# Project One Madone



## kg4fxg (Jan 7, 2013)

I am looking at the Project One Madone. Here are some details is there anything here that I should question?

I had a bike fit and it was determined I should go for the H1 fit. I am light weight around 148 and very flexible.

Bike build:
Madone 6.5
Frame 58cm
Dura-Ace 9070 Di2
Standard Crank
175MM
Cassette 11X28
Wheels Race X Lite
Saddle Paradigm RL

Any other questions I should be asking? Obviously, some things can't be adjusted like frame size. But how do you know when you got it right?


----------



## testpilot (Aug 20, 2010)

You have the basics. The next steps in fit is selecting your handlebar width & style, selecting pedals and shoes and making sure the saddle is comfortable. Final fitting will involve saddle height & fore-aft position, stem length, brake handle position and handlebar tilt. Don't forget tire selection and tire pressure.


----------



## wthensler (Aug 26, 2012)

I test rode a Madone almost exactly as you specified. I absolutely loved the bike, but decided on the Domanes as I already have a Giant Defy 0 which is similar to the Madone.

I agree with the other poster- get some good (wide if you need them) handlebars with gel. That was the only area where I could criticize an otherwise fantastic bike.

About the 58cm, I am 5-11, 34" inseam. I thought the 58 Madone and Domanes were better than the 56's, I got the 58. Glad I did!


----------



## Tlaloc (May 12, 2005)

I have a 5.9sl which has a horizontal top tube. It's a 60cm. I also have a 6 series H1 with a sloping top tube. It's a 58cm. I am 6'1" tall. I find it hard to believe that you are as tall as I am yet weigh 140 pounds. It sounds to me like you are going to buy a frame that's way too big.


----------



## kg4fxg (Jan 7, 2013)

Thanks for the responses. I am 5'11" and with this frame size there is plenty of room when I am standing over the frame. I have lost much weight due to work stress but riding helps. We got to have our diversions. 

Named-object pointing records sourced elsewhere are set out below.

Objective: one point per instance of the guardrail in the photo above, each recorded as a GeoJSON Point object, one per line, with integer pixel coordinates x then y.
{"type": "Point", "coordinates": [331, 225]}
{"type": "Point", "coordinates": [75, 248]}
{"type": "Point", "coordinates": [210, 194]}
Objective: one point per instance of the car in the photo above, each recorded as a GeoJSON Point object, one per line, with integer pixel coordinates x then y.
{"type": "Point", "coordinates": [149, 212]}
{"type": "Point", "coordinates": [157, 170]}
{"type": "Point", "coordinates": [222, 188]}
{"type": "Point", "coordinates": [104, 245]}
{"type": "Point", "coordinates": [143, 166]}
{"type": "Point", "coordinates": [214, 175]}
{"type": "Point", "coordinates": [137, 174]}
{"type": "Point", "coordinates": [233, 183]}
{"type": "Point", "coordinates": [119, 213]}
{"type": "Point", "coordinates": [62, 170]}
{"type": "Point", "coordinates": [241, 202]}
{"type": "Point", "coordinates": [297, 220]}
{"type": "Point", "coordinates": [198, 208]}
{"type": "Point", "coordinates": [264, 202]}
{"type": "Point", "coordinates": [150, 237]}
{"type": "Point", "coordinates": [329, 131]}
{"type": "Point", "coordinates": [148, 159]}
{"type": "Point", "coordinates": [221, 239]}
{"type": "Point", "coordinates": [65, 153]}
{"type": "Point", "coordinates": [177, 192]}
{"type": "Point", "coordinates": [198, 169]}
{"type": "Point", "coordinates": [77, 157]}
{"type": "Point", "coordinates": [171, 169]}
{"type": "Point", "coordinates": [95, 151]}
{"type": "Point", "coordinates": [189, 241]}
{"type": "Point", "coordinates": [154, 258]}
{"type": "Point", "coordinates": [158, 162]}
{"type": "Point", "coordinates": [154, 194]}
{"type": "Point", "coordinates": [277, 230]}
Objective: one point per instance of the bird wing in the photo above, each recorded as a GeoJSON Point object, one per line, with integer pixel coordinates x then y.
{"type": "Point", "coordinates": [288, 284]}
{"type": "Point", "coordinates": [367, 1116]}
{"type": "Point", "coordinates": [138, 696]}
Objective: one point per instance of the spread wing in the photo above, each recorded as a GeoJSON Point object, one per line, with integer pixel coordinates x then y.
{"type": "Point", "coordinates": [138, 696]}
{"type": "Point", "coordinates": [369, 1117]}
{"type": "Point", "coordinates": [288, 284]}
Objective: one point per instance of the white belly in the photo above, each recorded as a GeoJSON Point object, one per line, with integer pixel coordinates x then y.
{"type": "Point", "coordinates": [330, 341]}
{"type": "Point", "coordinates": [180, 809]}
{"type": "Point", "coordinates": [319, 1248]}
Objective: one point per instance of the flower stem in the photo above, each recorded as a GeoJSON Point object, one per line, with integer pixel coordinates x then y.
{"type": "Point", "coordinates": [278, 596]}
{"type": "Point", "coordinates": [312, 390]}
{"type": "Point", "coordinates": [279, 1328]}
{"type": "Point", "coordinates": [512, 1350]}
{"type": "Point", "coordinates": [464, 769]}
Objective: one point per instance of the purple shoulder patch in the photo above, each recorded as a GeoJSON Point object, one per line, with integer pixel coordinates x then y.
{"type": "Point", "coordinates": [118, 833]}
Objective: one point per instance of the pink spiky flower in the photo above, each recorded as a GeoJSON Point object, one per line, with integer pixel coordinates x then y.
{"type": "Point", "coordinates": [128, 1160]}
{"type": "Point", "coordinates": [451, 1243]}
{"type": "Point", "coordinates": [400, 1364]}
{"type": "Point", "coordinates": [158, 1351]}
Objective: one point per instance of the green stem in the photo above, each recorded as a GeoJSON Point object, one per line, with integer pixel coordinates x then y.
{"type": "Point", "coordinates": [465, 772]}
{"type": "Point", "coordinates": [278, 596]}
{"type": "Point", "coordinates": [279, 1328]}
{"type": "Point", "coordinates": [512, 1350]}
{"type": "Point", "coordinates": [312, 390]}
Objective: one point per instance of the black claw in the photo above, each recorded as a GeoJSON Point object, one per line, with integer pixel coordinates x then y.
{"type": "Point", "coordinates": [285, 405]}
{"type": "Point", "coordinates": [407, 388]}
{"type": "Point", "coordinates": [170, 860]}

I think it is all good, mainly just getting out there to ride. I have a tendency to over analyze. 

Thanks
B


----------



## wthensler (Aug 26, 2012)

No need to over analyze. No second guessing. You did your homework, and selected a fantastic bike. When you get it, go out and ENJOY! That's what I'm doing


----------



## youcoming (Oct 16, 2009)

I bought a 5.5 P1 in 2009 it's been amazing and the paint has held up great, hard to believe its seen 4 seasons of use. I'm selling it to help buy a new bike but not trying real hard.


----------



## Tlaloc (May 12, 2005)

Try a 56cm.


----------